Fig. 2 Screenshots of mainland online commentaries on the interview. Besides mocking her facial expressions, online commentators criticised the student leader for being childish, illogical, and submissive. Using phrases like “female terrorist” and “the ignorant have no fear”, such online commentaries went rival on the mainland Chinese social media.

 

Both Coetzee’s protagonist and the Hong Kong student leader are women wounded by their realities and rational human calculations. They feel estranged, frightened and helpless in a rationalist, patriarchal world that dismiss them with hostility, acrimony and bitterness. They both stand desperately in front of the powerful, hoping that their woundedness could at least be acknowledged. They vividly embody their woundedness and refuse to be assessed as a contextless argumentative essence. Neither wins much sympathy after they are responded with reason, a seemingly self-reinforcing, excluding thought process that actively anticipates its enemies and defames them. Thanks to Diamond, I realise how unprepared and detached my rational self was when assessing a moral situation that involved woundedness. I realise that these women have to be sympathised in totality, and their woundedness intrinsically resists my rationalisation. I am, for a moment, reminded of my humanity that precedes my rationality. I will remember these wounded women, as they demonstrate the limit of rationalist philosophy and the ostracist nature of my moral community.
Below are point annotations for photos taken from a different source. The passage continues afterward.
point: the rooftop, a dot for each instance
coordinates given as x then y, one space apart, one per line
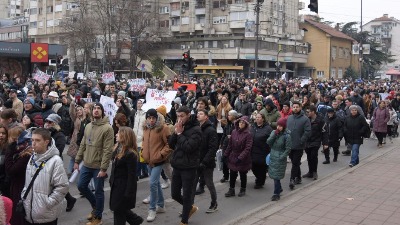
328 29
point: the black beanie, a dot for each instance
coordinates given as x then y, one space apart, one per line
102 108
151 112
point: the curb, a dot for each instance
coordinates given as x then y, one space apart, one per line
259 213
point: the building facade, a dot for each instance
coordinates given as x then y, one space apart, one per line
330 52
385 31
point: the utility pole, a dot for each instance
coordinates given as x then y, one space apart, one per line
257 9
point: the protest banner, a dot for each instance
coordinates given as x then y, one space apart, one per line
156 98
41 77
108 77
110 108
191 87
138 85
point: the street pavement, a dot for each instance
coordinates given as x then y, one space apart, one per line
341 195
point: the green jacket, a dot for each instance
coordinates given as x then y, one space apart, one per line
271 117
280 147
97 145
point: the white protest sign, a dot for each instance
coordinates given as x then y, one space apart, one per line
110 108
384 95
304 82
156 98
80 76
137 85
108 77
41 77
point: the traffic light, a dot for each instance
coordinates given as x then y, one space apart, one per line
192 64
313 6
186 61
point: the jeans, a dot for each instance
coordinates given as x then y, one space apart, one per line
295 156
206 175
96 200
260 172
71 165
312 159
156 195
243 179
355 148
126 215
380 137
277 187
184 180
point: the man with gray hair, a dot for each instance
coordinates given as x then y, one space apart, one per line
229 127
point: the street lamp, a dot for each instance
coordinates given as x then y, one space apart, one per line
104 53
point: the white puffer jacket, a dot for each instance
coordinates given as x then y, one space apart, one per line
49 188
140 118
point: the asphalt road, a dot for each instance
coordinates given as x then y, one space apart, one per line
229 208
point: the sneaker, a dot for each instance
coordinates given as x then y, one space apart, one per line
165 184
160 209
146 200
152 216
275 198
193 210
95 221
213 208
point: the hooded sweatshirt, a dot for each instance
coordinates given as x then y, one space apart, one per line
45 201
97 144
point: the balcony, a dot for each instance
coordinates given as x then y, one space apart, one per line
175 28
237 24
175 13
201 11
199 26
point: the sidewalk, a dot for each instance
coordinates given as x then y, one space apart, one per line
367 194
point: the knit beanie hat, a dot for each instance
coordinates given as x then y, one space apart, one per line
102 108
163 110
282 122
151 112
30 101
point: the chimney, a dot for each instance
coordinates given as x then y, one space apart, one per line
337 27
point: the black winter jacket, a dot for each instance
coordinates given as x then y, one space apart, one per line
318 133
334 127
300 129
354 127
209 145
260 148
186 154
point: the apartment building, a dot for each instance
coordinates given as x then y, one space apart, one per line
226 28
385 31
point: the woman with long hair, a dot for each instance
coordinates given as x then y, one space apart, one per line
77 116
4 182
123 180
16 160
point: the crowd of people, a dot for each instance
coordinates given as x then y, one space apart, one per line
246 121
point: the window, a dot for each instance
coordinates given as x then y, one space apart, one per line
164 23
185 20
58 8
219 19
333 72
218 4
333 52
164 10
33 24
49 9
33 11
340 73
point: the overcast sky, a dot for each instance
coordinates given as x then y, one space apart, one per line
350 10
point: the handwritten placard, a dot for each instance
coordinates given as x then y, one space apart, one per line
108 77
138 85
156 98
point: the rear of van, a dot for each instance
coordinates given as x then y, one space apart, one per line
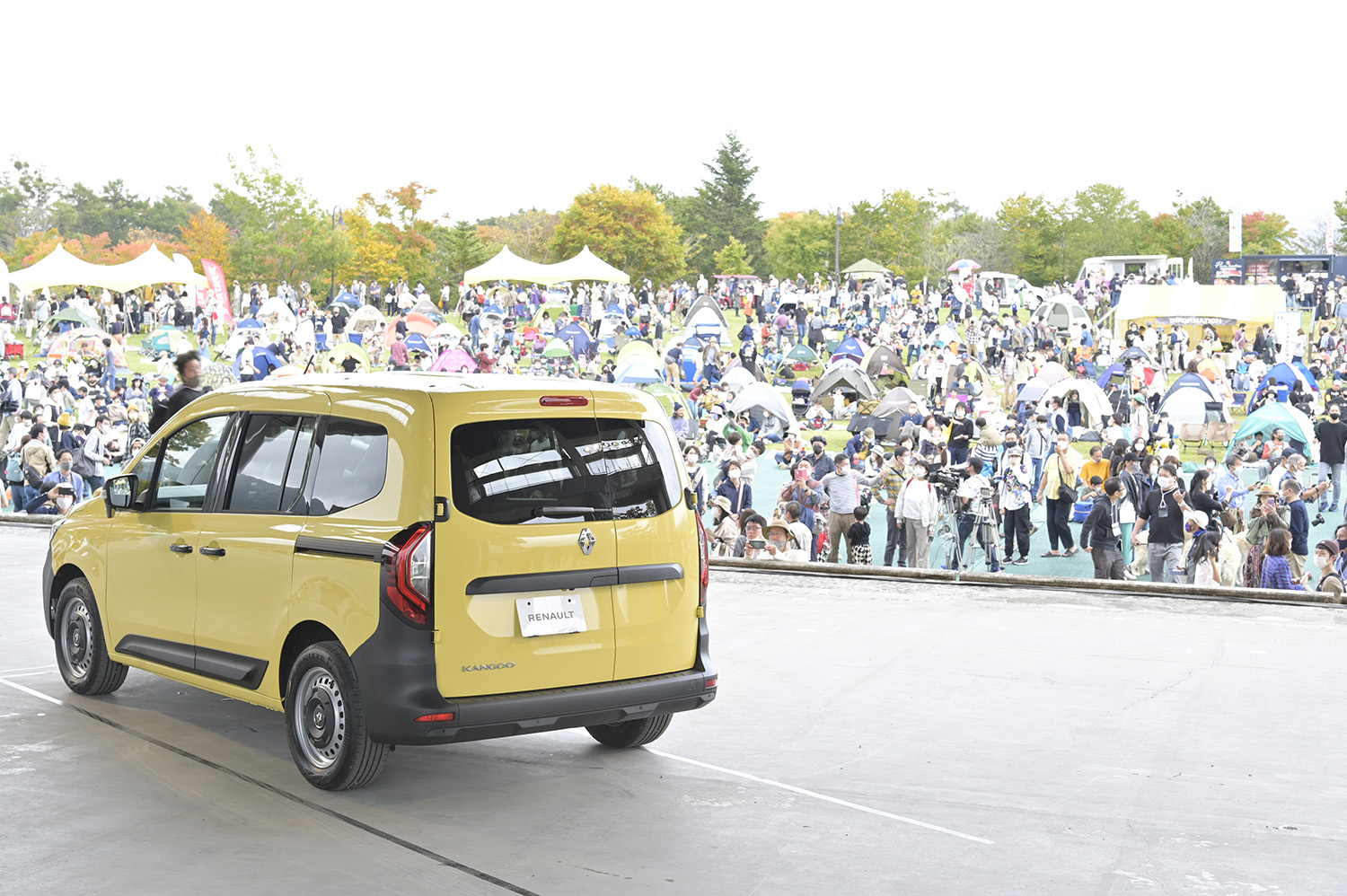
563 575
I am not sure whether, as Coetzee writes, reason is indeed a vast tautology, but it has been undeniably used to consolidate power, order and political narrative. Rationalist framework constructs a subject-object relationship whereby a person in a complex context can be reduced to an object of study accompanied by a disinterested but clever subject. What I have learned from the sequence of events, if anything, is to suspend my belief formation for a while and wait to hear more perspectives. I do not mean to reject reason once for all and fully embrace subjective emotions or irrational impulse. Although reason will remain incredibly useful for my learning and my role as a responsible, reasonable global citizen, I realise that reason has its limit. I have been exposed and trained in my reasoning capabilities, but only to realise its inadequacy and incompleteness. Reality is multifaceted, and once in a while people are wounded by how unsympathetic it seems. Sometimes, I need to listen to my compassionate instinct and pre-reflective intuitions to access a moral situation. Moral judgements based solely on rational assessment may result in skewed perspectives and biases.